Description
The Rebar regex benchmarks have been updated to 8.0. The good news is that we are now in aggregate faster than PCRE on this benchmark, apparently, and faster than Rust regex on a few individual benchmarks. However there are a few outliers where .NET are significantly behind Rust regex, which is one of the fastest available.
See
BurntSushi/rebar#10 (comment)
BurntSushi/rebar#10 (comment)
these include the command line to reproduce the numbers -- and the repo itself is very well documented and has powerful scripts.
Task here is to investigate any of the biggest outliers of which these are the largest
benchmark dotnet/compiled rust/regex
--------- --------------- ----------
curated/03-date/ascii 1162.4 KB/s (139.40x) 158.2 MB/s (1.00x)

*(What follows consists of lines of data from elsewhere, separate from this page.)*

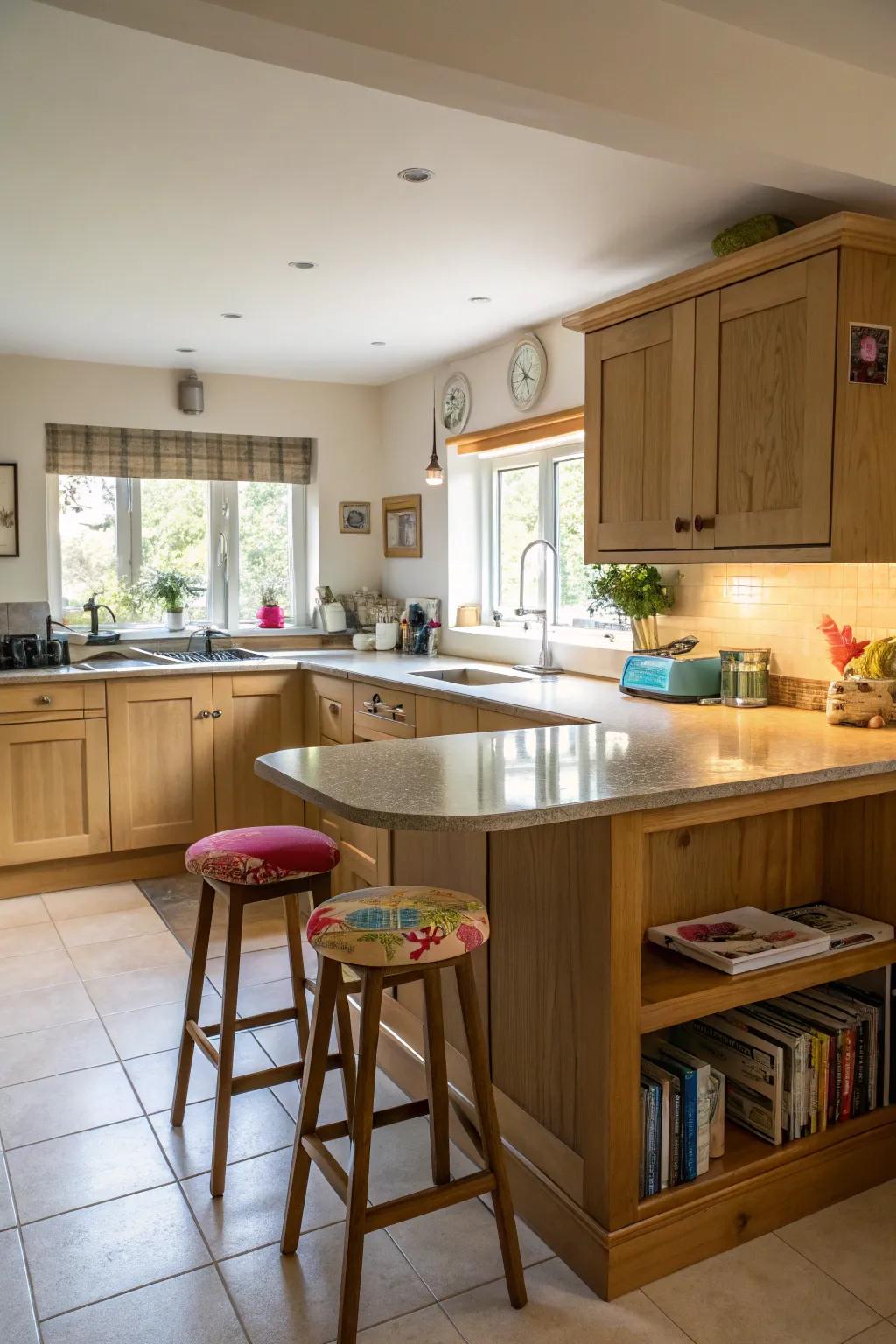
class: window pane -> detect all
[140,480,208,624]
[60,476,118,625]
[554,457,588,625]
[239,481,293,624]
[499,466,544,617]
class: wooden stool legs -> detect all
[281,955,527,1344]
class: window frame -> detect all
[47,473,309,634]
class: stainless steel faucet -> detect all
[514,536,563,676]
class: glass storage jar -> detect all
[718,649,771,710]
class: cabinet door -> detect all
[0,719,108,864]
[213,672,304,830]
[693,251,836,550]
[584,300,695,564]
[108,676,215,850]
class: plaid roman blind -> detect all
[46,424,313,485]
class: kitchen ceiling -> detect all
[0,0,830,383]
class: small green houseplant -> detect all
[141,570,206,630]
[588,564,673,649]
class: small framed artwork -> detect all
[849,323,889,386]
[0,462,18,559]
[339,500,371,535]
[383,494,424,561]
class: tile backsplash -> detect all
[658,564,896,682]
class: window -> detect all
[484,436,601,625]
[56,476,308,630]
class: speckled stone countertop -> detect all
[256,698,896,830]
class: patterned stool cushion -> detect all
[308,887,489,966]
[186,827,340,885]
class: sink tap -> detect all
[516,536,563,675]
[83,592,118,634]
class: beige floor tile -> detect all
[0,980,97,1038]
[23,1186,208,1319]
[7,1119,175,1223]
[0,1228,38,1344]
[68,928,188,980]
[0,948,78,998]
[56,902,165,948]
[43,1269,246,1344]
[0,920,62,958]
[125,1031,270,1111]
[778,1180,896,1316]
[184,1148,346,1259]
[85,961,189,1018]
[149,1091,296,1178]
[0,1065,141,1149]
[389,1199,554,1301]
[641,1234,878,1344]
[42,882,149,922]
[0,897,50,928]
[103,989,220,1059]
[357,1306,464,1344]
[0,1016,117,1088]
[444,1247,693,1344]
[206,948,289,989]
[220,1230,432,1344]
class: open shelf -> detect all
[640,938,896,1035]
[638,1106,896,1219]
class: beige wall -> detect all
[0,355,382,602]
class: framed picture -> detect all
[0,462,18,559]
[339,500,371,535]
[383,494,424,561]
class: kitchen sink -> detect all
[411,668,532,685]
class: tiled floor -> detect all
[0,878,896,1344]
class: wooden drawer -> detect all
[0,672,106,715]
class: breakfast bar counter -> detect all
[256,710,896,1297]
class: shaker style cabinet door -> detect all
[0,719,108,865]
[692,251,836,550]
[584,300,695,564]
[108,676,215,850]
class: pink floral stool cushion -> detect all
[308,887,489,966]
[186,827,340,886]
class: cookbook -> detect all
[648,906,830,976]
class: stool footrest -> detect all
[364,1172,497,1233]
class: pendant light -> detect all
[426,389,444,485]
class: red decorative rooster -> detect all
[818,615,868,676]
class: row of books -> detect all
[640,966,896,1198]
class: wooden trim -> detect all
[563,210,896,332]
[444,406,584,456]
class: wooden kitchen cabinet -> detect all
[106,676,215,850]
[213,672,304,830]
[564,213,896,564]
[0,720,110,865]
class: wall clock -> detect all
[508,333,548,411]
[442,374,472,434]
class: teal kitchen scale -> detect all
[620,636,721,704]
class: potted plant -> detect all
[588,564,673,649]
[141,570,206,630]
[256,584,284,630]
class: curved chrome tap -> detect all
[516,536,563,675]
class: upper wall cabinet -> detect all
[565,214,896,564]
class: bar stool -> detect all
[281,887,527,1344]
[171,827,354,1195]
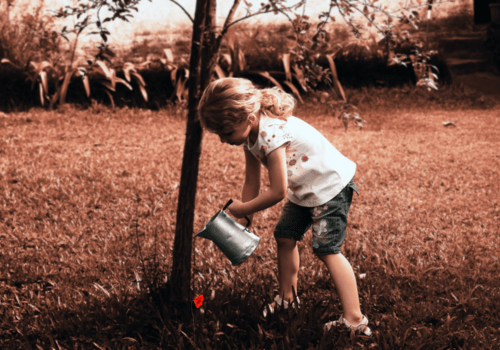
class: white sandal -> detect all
[262,295,300,317]
[324,315,372,336]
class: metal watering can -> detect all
[195,199,260,266]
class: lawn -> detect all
[0,90,500,349]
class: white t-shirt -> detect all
[243,115,356,207]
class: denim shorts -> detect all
[274,180,359,256]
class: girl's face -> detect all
[218,122,252,146]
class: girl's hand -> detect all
[227,199,246,219]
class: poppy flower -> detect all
[194,294,203,309]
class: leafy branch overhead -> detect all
[167,0,450,127]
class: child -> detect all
[198,78,371,335]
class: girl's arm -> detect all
[228,145,288,218]
[241,149,261,225]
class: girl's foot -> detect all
[325,315,372,336]
[262,295,300,317]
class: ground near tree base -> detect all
[0,90,500,349]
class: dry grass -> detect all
[0,93,500,349]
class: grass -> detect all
[0,89,500,349]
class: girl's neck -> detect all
[248,115,260,145]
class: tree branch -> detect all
[225,1,302,35]
[222,0,241,29]
[170,0,194,23]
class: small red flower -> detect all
[194,294,203,309]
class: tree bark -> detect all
[170,0,216,317]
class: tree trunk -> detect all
[170,0,216,316]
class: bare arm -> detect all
[241,149,261,221]
[228,145,288,218]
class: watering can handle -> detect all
[222,199,250,228]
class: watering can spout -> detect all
[195,200,260,265]
[195,226,210,239]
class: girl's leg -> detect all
[320,253,363,326]
[276,237,300,301]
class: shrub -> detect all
[0,0,60,67]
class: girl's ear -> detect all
[248,114,256,124]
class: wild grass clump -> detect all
[0,94,500,349]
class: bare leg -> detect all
[319,253,363,326]
[276,238,300,301]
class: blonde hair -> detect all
[198,78,295,134]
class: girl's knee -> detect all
[275,237,297,249]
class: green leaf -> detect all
[326,54,347,102]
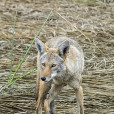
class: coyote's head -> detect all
[36,40,70,81]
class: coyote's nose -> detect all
[41,77,46,81]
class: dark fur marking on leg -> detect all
[80,106,82,114]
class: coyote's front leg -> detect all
[44,84,64,114]
[75,86,84,114]
[36,80,51,114]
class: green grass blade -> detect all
[10,12,17,82]
[7,68,37,87]
[11,11,52,81]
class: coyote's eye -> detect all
[42,63,45,67]
[51,64,56,68]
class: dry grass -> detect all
[0,0,114,114]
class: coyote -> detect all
[36,37,84,114]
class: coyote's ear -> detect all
[36,40,46,55]
[58,41,70,57]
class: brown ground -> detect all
[0,0,114,114]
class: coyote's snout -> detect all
[36,37,84,114]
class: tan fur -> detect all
[36,37,84,114]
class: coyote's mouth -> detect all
[41,77,52,82]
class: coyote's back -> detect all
[36,37,84,114]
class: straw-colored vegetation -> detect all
[0,0,114,114]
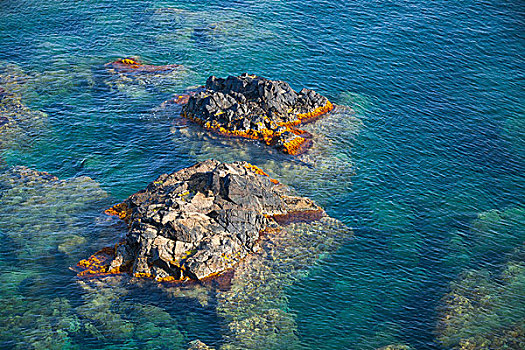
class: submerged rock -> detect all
[79,160,325,281]
[0,166,107,265]
[178,73,333,155]
[106,58,183,73]
[0,64,47,147]
[105,58,187,96]
[436,246,525,350]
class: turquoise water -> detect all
[0,0,525,349]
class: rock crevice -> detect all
[180,73,333,155]
[79,160,324,281]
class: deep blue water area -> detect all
[0,0,525,349]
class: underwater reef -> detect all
[437,248,525,350]
[0,166,107,265]
[175,73,334,155]
[78,160,325,281]
[436,206,525,350]
[104,58,188,96]
[0,64,47,148]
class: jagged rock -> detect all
[79,160,324,281]
[177,73,333,155]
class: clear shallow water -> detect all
[0,1,525,349]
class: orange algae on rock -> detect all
[271,209,326,226]
[77,160,324,285]
[104,203,131,221]
[244,163,279,184]
[181,74,334,155]
[77,247,119,277]
[106,58,182,73]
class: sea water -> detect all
[0,0,525,349]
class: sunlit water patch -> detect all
[0,0,525,349]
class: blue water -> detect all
[0,0,525,349]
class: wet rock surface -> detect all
[178,73,333,155]
[79,160,324,281]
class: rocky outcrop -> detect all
[177,73,333,155]
[79,160,324,281]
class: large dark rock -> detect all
[182,73,333,155]
[79,160,324,281]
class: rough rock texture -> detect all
[177,73,333,155]
[79,160,324,281]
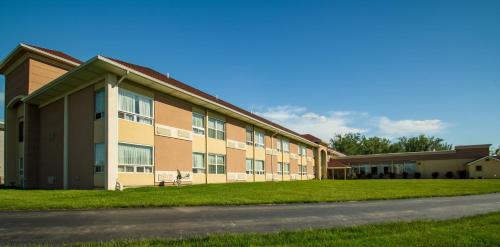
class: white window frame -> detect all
[117,88,155,125]
[283,163,290,175]
[281,139,290,153]
[207,117,226,140]
[207,153,227,174]
[94,142,106,173]
[118,142,155,174]
[191,112,206,136]
[94,88,106,120]
[245,159,255,174]
[254,160,266,175]
[254,130,266,148]
[245,129,255,146]
[191,152,207,174]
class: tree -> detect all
[330,133,453,155]
[397,135,453,152]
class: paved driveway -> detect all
[0,193,500,245]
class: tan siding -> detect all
[39,99,64,188]
[5,60,29,104]
[155,93,193,131]
[68,86,94,189]
[227,148,246,173]
[226,117,246,143]
[28,59,67,93]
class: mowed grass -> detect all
[0,179,500,210]
[73,213,500,247]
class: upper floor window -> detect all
[18,121,24,142]
[94,89,104,119]
[255,160,265,175]
[282,139,290,153]
[118,143,153,173]
[193,112,205,135]
[299,145,306,156]
[255,131,264,147]
[246,159,253,174]
[247,129,253,145]
[118,88,153,124]
[208,118,225,140]
[208,154,226,174]
[94,143,106,173]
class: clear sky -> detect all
[0,0,500,149]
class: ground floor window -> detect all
[208,154,226,174]
[247,159,253,174]
[193,153,205,173]
[118,143,153,173]
[255,160,265,175]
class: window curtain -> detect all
[95,90,104,113]
[193,154,205,168]
[118,144,153,166]
[118,89,135,113]
[193,114,203,128]
[137,96,153,117]
[94,143,105,166]
[255,160,264,171]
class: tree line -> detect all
[330,133,453,155]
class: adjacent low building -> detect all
[327,144,500,178]
[0,44,332,189]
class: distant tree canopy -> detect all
[330,133,453,155]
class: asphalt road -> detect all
[0,193,500,245]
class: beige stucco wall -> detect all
[417,159,474,178]
[467,159,500,178]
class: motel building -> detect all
[327,144,500,179]
[0,44,338,190]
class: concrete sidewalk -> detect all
[0,193,500,245]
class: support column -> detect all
[104,74,118,190]
[63,95,69,190]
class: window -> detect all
[18,121,24,142]
[299,145,307,157]
[118,143,153,173]
[118,88,153,125]
[19,157,24,176]
[247,159,253,174]
[283,163,290,175]
[94,89,104,119]
[255,160,265,175]
[255,131,264,148]
[247,129,253,145]
[208,118,225,140]
[94,143,105,173]
[193,112,205,135]
[193,153,205,173]
[276,139,283,151]
[282,140,290,153]
[278,162,283,175]
[208,154,226,174]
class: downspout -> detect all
[271,133,278,181]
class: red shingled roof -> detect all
[26,44,82,64]
[106,57,310,142]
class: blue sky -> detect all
[0,1,500,149]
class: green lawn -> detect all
[76,213,500,247]
[0,179,500,210]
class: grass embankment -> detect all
[76,213,500,247]
[0,179,500,210]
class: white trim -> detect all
[63,95,69,190]
[465,156,500,166]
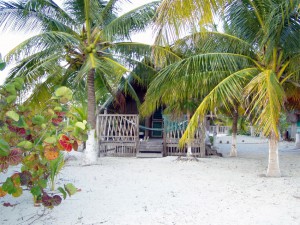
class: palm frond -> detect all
[180,67,258,145]
[246,70,285,137]
[6,31,80,62]
[102,1,159,41]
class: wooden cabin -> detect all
[97,80,225,157]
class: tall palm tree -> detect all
[0,0,158,128]
[146,0,300,176]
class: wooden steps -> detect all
[136,139,163,158]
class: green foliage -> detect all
[0,81,88,208]
[49,152,65,191]
[0,139,10,156]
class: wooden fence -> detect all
[209,126,230,134]
[97,114,139,156]
[164,116,205,156]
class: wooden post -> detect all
[144,116,150,139]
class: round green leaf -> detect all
[6,95,17,104]
[75,122,85,130]
[32,115,45,125]
[30,186,42,196]
[44,136,57,144]
[0,139,10,156]
[0,62,6,71]
[5,111,20,122]
[4,84,17,95]
[18,141,33,150]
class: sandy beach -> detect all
[0,136,300,225]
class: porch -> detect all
[97,114,228,157]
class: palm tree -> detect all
[0,54,6,71]
[0,0,158,127]
[0,0,162,163]
[146,0,300,176]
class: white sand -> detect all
[0,137,300,225]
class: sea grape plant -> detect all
[0,78,89,208]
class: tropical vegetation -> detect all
[144,0,300,176]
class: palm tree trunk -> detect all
[229,105,239,157]
[186,111,193,157]
[267,132,281,177]
[87,69,96,129]
[84,69,98,165]
[200,117,206,158]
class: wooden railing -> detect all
[209,126,230,134]
[97,114,139,156]
[164,116,205,156]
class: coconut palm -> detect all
[145,0,300,176]
[0,0,158,127]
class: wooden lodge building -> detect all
[97,81,227,157]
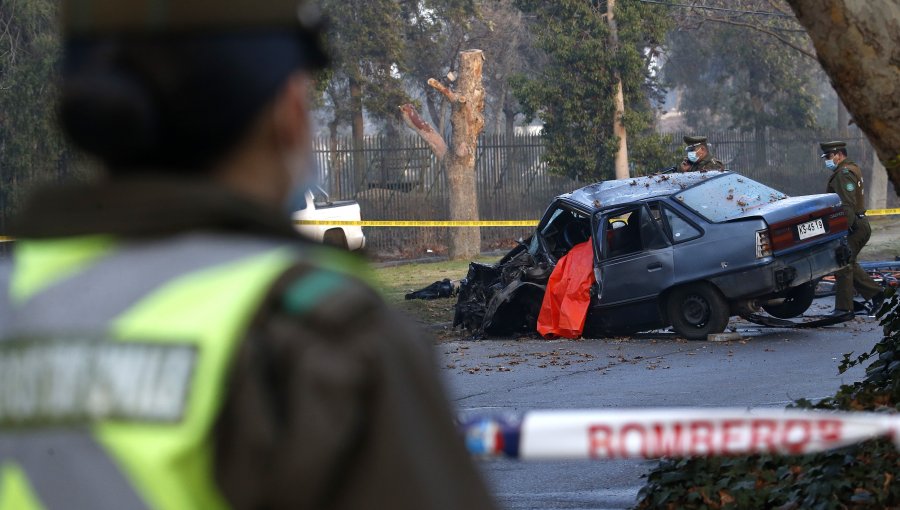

curated/03-date/unicode 1167.8 KB/s (137.05x) 156.3 MB/s (1.00x)
curated/12-dictionary/single 1436.7 KB/s (507.60x) 712.2 MB/s (1.00x)
and determine whether there is an optimization we are missing that would help close the gap.
It is OK to look at the code in https://docs.rs/crate/regex/latest/source/LICENSE-MIT.
NOTE -- this benchmark does not support source generated regex: these are from compiled. However, almost all optimizations in one apply to the other.